Madwoman is a collection of her poems published in 2017. Many of the poems include the word “Madwoman” in their title. McCallum has said that the madwoman of the book is a voice within her own mind, a voice that sometimes frightened her because of a family history with mental illness. The poems are semi-autobiographical, but they are primarily reflections of her own mind during different stages of her own life rather than an actual memoir. Following a general progression from childhood to adulthood to motherhood, Madwoman weaves memory with myth, Patwa (the Jamaican dialect) with more standard English, and challenges of racial identity and the immigrant experience.
The imagery is sometimes breathtaking and often heartbreaking. McCallum herself has faced the struggles of a Jamaican living in the US, the struggles of a biracial woman in a racially charged society, the struggles of a child dealing with a parent’s mental illness. These themes inhabit the poems, giving them both pain and power. It is a rare person who can incorporate Rastafarianism with the Greek myth of Medusa; it may require a poet who has been immersed in multiple worlds and is informed by all of them.

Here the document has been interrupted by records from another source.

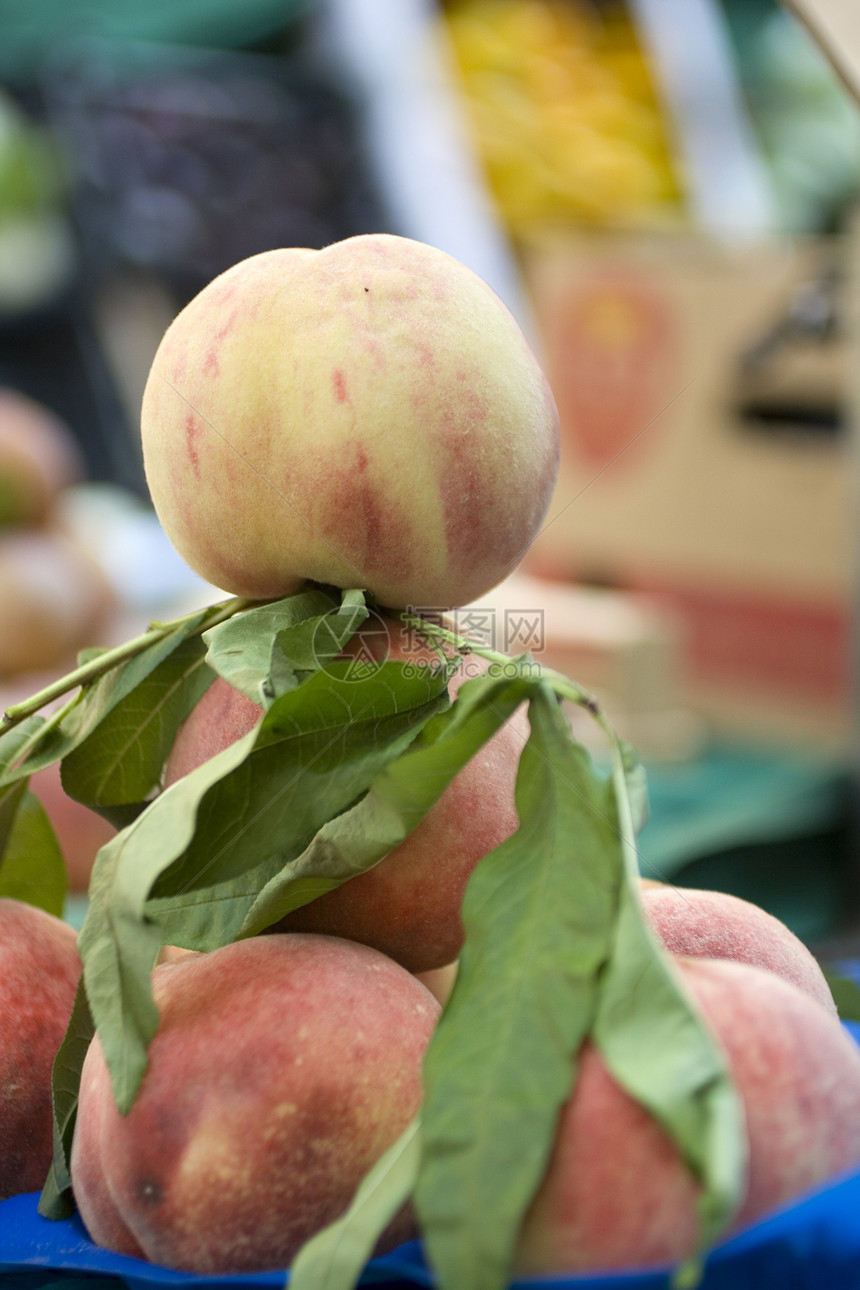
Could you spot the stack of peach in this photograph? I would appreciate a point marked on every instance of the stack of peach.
(285, 1064)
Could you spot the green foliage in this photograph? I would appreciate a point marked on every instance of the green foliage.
(31, 866)
(342, 765)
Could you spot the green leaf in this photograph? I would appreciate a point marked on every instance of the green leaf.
(121, 759)
(56, 1200)
(267, 650)
(262, 797)
(271, 845)
(659, 1048)
(335, 1257)
(32, 866)
(539, 915)
(13, 744)
(637, 787)
(399, 797)
(313, 643)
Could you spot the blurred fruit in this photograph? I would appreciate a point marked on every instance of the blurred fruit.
(39, 972)
(39, 458)
(618, 1195)
(564, 112)
(53, 600)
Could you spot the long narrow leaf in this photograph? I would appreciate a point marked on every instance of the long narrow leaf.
(539, 916)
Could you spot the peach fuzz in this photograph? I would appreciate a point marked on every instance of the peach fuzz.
(281, 1070)
(616, 1193)
(365, 416)
(409, 903)
(716, 925)
(39, 973)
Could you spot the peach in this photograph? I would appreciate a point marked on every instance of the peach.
(39, 972)
(364, 416)
(281, 1070)
(717, 925)
(80, 831)
(616, 1193)
(409, 903)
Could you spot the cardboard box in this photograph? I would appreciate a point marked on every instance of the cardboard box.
(705, 458)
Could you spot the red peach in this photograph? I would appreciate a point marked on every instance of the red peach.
(281, 1071)
(616, 1193)
(39, 973)
(366, 416)
(717, 925)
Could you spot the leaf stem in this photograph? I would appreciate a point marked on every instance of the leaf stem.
(44, 729)
(111, 658)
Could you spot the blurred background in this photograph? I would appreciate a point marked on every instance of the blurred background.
(664, 192)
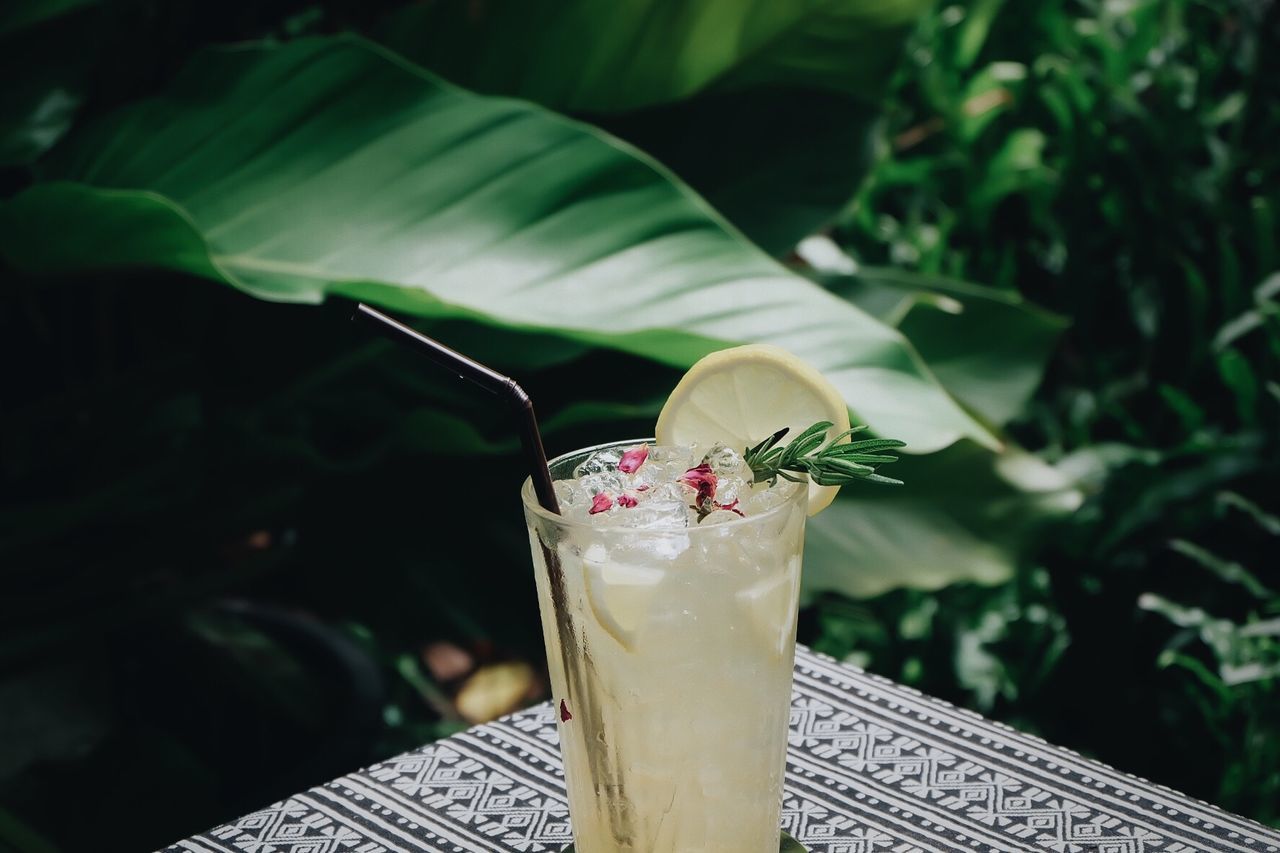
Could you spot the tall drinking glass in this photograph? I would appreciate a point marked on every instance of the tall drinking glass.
(671, 655)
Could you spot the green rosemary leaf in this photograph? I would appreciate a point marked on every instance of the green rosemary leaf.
(824, 460)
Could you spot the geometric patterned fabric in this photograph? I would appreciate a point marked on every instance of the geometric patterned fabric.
(872, 766)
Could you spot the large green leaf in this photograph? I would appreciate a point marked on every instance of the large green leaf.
(777, 179)
(328, 167)
(608, 56)
(950, 323)
(964, 515)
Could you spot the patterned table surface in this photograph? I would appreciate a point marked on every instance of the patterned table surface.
(872, 766)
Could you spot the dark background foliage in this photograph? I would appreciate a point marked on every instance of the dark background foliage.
(225, 571)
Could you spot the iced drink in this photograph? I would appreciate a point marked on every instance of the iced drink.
(667, 591)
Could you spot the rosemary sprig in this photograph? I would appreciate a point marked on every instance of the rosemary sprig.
(826, 461)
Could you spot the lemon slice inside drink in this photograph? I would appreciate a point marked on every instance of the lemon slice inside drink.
(620, 593)
(769, 605)
(744, 395)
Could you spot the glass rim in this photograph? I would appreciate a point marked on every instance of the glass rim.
(530, 500)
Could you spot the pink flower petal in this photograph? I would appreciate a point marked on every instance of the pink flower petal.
(703, 480)
(634, 459)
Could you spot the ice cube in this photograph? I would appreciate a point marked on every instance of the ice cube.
(725, 461)
(650, 515)
(568, 493)
(599, 463)
(720, 516)
(762, 498)
(728, 489)
(608, 482)
(670, 455)
(667, 491)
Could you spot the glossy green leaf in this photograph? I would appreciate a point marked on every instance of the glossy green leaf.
(777, 181)
(964, 515)
(950, 323)
(330, 168)
(607, 56)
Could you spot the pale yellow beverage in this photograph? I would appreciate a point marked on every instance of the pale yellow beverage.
(671, 643)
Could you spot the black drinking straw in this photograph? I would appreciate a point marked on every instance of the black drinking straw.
(487, 378)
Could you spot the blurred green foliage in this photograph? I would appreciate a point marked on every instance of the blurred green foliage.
(220, 551)
(1115, 163)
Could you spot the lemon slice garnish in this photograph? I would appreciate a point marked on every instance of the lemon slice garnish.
(744, 395)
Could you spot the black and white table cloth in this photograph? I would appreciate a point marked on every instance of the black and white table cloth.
(872, 767)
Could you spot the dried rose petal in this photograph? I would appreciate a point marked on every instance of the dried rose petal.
(703, 480)
(634, 459)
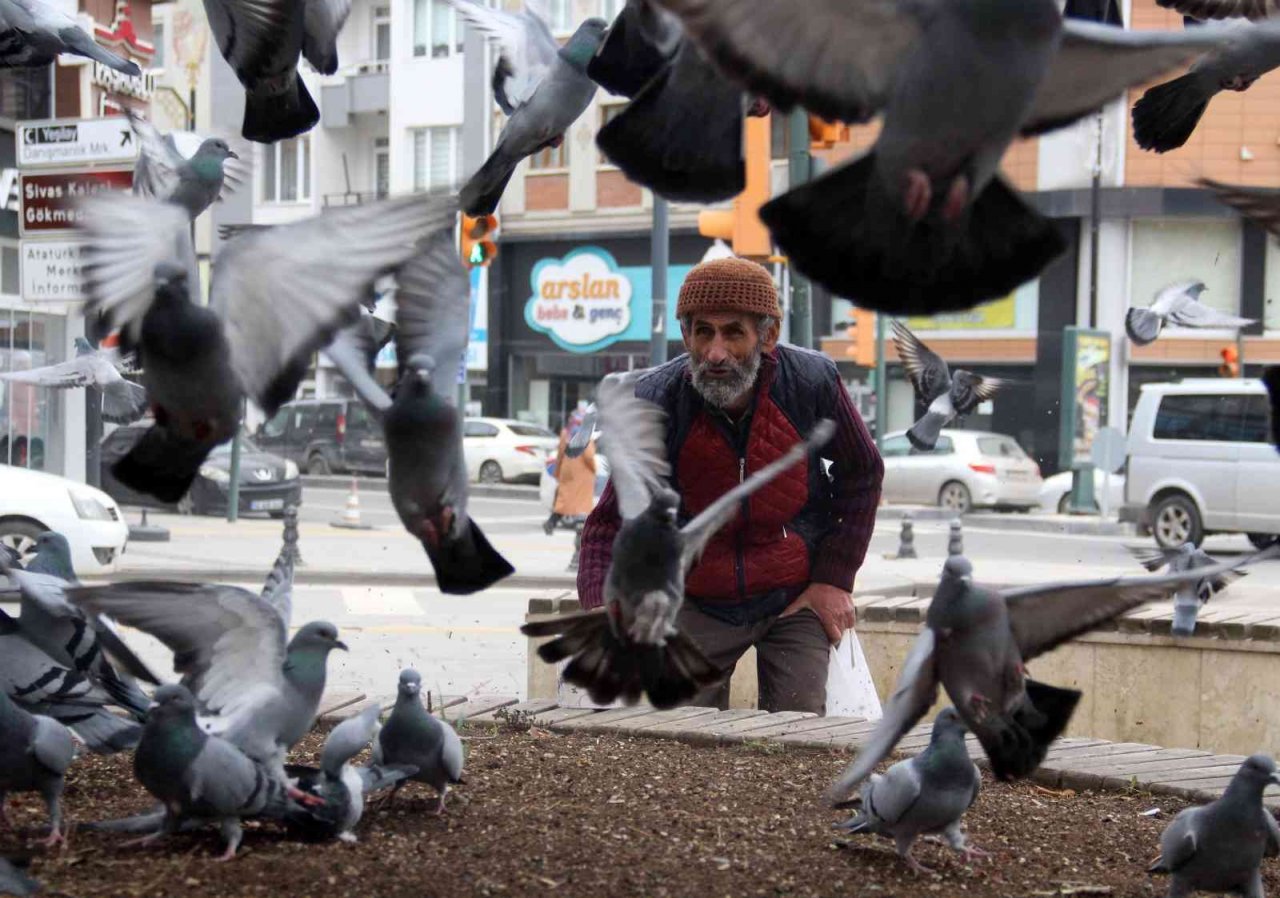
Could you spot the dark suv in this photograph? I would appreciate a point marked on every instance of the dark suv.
(327, 436)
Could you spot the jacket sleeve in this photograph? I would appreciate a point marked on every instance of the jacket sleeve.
(856, 472)
(597, 550)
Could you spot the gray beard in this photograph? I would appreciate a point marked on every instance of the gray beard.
(723, 392)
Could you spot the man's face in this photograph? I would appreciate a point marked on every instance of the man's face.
(725, 354)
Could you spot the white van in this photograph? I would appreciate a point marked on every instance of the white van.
(1201, 462)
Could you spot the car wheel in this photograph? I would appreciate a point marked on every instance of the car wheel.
(1175, 521)
(955, 496)
(21, 536)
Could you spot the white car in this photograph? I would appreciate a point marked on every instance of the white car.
(501, 449)
(32, 502)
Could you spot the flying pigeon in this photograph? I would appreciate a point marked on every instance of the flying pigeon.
(35, 752)
(977, 642)
(123, 401)
(944, 394)
(1165, 117)
(1219, 847)
(923, 223)
(632, 646)
(927, 793)
(1176, 305)
(277, 296)
(183, 168)
(540, 86)
(428, 476)
(1192, 595)
(200, 775)
(33, 32)
(415, 738)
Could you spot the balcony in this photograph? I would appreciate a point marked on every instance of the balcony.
(365, 87)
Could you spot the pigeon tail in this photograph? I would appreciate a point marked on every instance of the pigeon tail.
(161, 464)
(682, 134)
(467, 563)
(1165, 117)
(270, 115)
(846, 233)
(609, 668)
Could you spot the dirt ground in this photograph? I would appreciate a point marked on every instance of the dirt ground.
(604, 816)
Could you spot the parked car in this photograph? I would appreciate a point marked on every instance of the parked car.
(266, 484)
(325, 436)
(967, 468)
(32, 502)
(1056, 491)
(1200, 462)
(499, 449)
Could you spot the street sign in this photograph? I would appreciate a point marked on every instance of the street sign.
(76, 142)
(50, 201)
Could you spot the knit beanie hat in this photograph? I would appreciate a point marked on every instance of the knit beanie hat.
(728, 285)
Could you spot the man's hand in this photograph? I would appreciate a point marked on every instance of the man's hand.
(833, 606)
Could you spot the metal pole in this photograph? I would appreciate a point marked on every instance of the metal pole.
(798, 169)
(659, 250)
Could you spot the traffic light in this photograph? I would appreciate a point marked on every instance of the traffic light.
(476, 243)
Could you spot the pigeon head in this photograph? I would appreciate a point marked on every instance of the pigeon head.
(584, 42)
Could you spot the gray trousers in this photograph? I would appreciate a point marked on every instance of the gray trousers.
(791, 658)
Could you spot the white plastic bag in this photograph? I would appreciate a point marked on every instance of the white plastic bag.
(850, 691)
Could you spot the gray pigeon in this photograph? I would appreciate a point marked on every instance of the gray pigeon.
(170, 170)
(277, 296)
(945, 395)
(428, 476)
(1192, 595)
(922, 223)
(1176, 305)
(35, 752)
(977, 642)
(540, 86)
(632, 646)
(1220, 846)
(123, 401)
(199, 775)
(923, 795)
(416, 738)
(32, 33)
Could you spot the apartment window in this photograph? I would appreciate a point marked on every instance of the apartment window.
(287, 170)
(437, 31)
(437, 157)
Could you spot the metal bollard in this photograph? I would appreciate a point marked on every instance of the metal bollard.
(955, 544)
(906, 539)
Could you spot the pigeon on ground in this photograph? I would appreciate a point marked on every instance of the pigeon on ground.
(923, 223)
(632, 646)
(277, 296)
(1192, 595)
(1219, 847)
(33, 32)
(540, 86)
(411, 737)
(923, 795)
(35, 752)
(976, 644)
(183, 168)
(123, 401)
(945, 395)
(339, 786)
(261, 41)
(200, 775)
(1165, 117)
(428, 473)
(1178, 305)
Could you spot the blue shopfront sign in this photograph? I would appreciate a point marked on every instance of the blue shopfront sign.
(585, 301)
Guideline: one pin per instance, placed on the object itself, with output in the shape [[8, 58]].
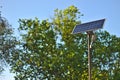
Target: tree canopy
[[48, 50]]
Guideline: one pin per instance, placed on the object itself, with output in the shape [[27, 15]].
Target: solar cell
[[90, 26]]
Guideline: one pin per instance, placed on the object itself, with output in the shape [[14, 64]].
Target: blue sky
[[44, 9]]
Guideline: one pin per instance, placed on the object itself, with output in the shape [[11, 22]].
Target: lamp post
[[89, 28]]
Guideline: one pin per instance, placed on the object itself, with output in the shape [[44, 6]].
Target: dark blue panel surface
[[90, 26]]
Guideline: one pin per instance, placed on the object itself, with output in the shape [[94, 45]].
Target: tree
[[48, 50]]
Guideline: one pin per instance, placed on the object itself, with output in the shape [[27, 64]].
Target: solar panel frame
[[90, 26]]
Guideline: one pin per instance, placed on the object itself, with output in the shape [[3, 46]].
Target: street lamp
[[89, 28]]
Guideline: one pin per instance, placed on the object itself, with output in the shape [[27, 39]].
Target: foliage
[[48, 50]]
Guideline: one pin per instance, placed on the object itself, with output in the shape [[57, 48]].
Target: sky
[[13, 10]]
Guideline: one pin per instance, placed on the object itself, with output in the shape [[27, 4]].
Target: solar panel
[[90, 26]]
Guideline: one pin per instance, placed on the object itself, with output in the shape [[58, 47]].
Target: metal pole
[[89, 57]]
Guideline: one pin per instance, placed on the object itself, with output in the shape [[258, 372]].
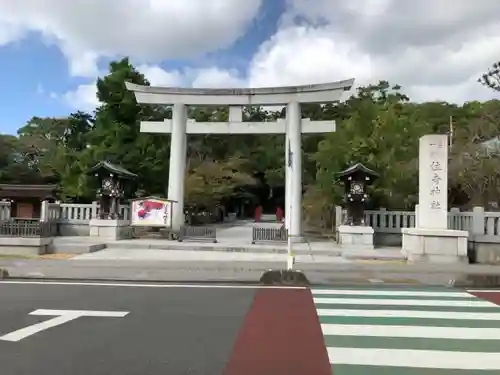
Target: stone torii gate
[[293, 127]]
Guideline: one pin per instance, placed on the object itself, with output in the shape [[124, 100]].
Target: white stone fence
[[481, 224], [82, 213], [4, 211]]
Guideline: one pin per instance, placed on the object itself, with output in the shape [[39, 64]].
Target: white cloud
[[84, 97], [159, 77], [150, 30], [215, 77], [435, 49]]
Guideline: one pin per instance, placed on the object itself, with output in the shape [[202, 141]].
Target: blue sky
[[33, 71], [51, 51]]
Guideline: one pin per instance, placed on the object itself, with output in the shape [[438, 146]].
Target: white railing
[[4, 211], [477, 221], [82, 213]]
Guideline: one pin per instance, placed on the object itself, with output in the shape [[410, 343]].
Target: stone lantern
[[353, 231], [356, 180], [110, 224], [112, 179]]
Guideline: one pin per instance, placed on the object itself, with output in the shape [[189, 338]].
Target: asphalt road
[[157, 329], [109, 328], [166, 330]]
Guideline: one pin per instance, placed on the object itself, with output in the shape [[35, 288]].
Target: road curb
[[135, 281], [284, 277], [4, 274]]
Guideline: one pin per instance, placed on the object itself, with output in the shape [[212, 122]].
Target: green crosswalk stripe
[[410, 331]]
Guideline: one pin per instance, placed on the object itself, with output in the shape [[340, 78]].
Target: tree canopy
[[377, 125]]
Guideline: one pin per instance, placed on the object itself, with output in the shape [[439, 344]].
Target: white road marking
[[399, 293], [405, 302], [139, 285], [410, 314], [61, 317], [483, 290], [459, 333], [414, 358]]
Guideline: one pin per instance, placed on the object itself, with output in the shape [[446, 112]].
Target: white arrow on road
[[61, 317]]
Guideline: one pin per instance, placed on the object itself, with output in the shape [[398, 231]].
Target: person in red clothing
[[279, 214]]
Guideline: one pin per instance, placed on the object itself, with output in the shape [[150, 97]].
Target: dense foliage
[[378, 125]]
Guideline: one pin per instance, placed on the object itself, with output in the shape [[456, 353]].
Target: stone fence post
[[93, 210], [44, 211]]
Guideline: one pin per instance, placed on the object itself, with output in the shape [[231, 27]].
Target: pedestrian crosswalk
[[408, 331]]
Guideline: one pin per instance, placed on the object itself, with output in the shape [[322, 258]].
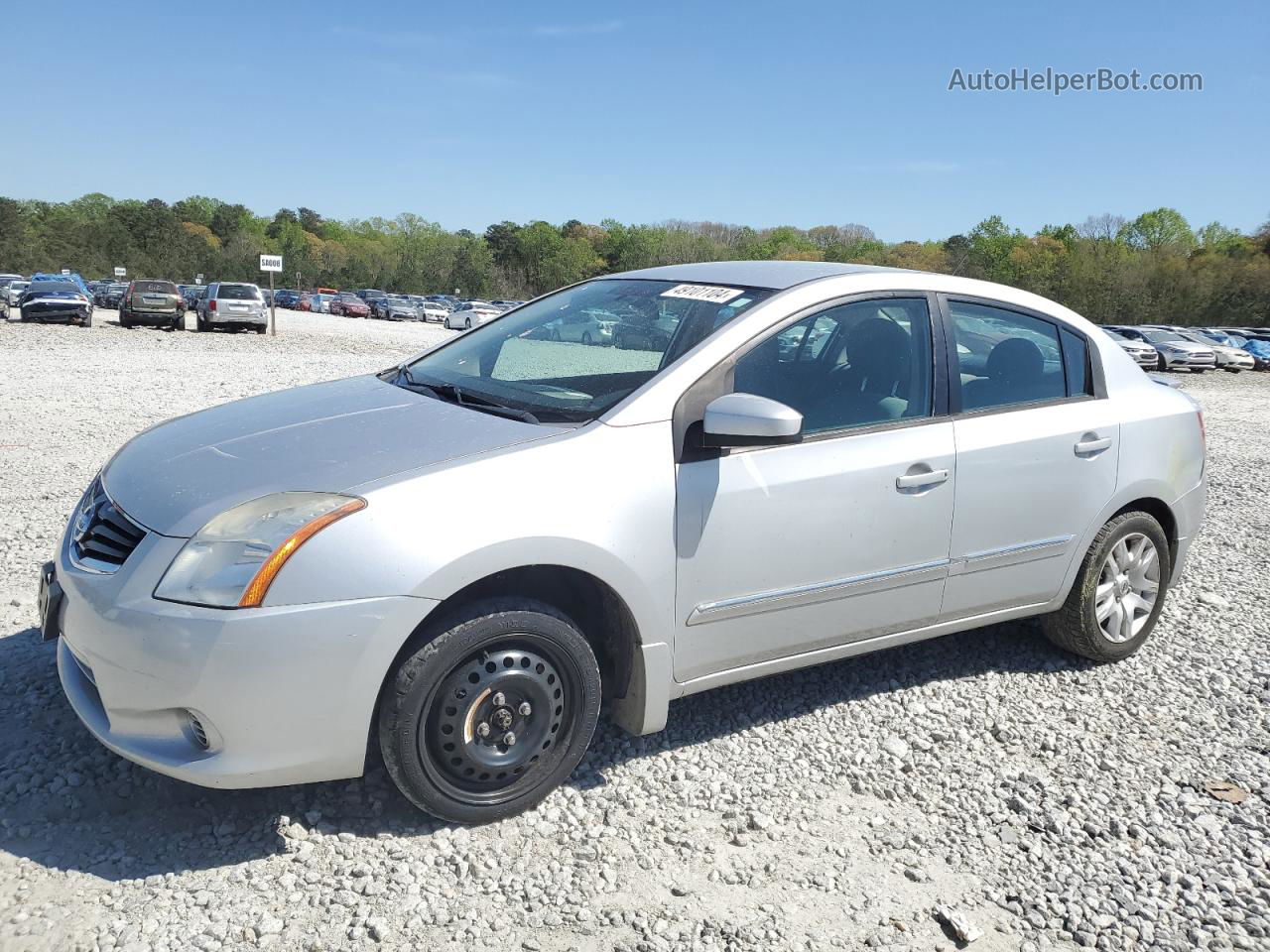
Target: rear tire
[[502, 669], [1124, 579]]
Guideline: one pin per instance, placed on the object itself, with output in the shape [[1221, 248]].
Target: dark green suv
[[153, 302]]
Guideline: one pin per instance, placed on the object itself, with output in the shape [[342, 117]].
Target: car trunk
[[154, 299]]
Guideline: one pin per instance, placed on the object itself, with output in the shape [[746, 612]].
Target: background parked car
[[470, 313], [1175, 350], [232, 304], [397, 307], [113, 295], [153, 302], [13, 293], [434, 311], [583, 327], [320, 303], [56, 302], [190, 294], [1228, 358], [349, 304], [1142, 353]]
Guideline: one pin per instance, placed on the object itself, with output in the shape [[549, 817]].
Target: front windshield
[[574, 354]]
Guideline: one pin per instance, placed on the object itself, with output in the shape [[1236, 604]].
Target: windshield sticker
[[703, 293]]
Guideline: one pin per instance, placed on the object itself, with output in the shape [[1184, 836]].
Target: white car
[[584, 327], [434, 311], [1175, 350], [471, 313], [1142, 353], [1228, 358]]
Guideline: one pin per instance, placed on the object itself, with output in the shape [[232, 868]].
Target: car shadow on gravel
[[66, 802]]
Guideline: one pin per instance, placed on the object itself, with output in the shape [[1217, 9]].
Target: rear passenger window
[[857, 365], [1076, 363], [1005, 358]]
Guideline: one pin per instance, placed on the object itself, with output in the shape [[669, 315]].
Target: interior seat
[[1015, 373]]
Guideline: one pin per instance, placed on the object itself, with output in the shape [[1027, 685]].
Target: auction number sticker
[[703, 293]]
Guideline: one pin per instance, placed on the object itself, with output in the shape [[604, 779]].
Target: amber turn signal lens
[[259, 585]]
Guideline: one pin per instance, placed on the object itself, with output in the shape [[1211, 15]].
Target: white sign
[[703, 293]]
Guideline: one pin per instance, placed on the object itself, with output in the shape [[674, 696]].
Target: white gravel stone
[[1055, 803]]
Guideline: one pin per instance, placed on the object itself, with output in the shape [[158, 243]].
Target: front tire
[[486, 717], [1119, 592]]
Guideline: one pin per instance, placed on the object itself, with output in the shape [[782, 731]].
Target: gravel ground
[[1049, 802]]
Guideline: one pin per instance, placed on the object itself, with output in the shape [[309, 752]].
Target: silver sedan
[[463, 555]]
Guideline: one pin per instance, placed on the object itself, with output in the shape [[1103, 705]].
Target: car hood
[[325, 436]]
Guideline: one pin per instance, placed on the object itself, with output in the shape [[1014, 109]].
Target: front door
[[785, 549]]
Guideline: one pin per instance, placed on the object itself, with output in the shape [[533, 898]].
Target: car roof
[[776, 276]]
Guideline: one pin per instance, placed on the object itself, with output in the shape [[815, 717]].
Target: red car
[[349, 306]]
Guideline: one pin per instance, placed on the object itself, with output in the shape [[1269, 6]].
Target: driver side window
[[857, 365]]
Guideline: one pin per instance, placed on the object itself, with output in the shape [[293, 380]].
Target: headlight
[[232, 560]]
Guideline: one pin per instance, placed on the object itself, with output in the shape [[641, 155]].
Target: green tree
[[1161, 230]]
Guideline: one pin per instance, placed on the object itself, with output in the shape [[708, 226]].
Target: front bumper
[[282, 694], [235, 318]]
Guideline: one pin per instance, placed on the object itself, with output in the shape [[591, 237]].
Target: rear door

Although the poems reflect pieces of her own life, they are viewing it through a kaleidoscope of imagery, myth, and distance. Rather than obscuring the view, that imagery enhances it. Humans are much more than the bare facts of our lives: born in this place, grew up in that place, etc. We are constructs of our own stories, defined by our own interpretation of the world which may be quite different from what anyone else is seeing. By turning this lens upon herself, McCallum gives us insight into how she sees the world. It is beautiful and haunting, grim and amazing. Madwoman is a gift of a poet’s soul. It’s quite possible that greatness walks hand in hand with madness. That certainly seems to be the case with this collection.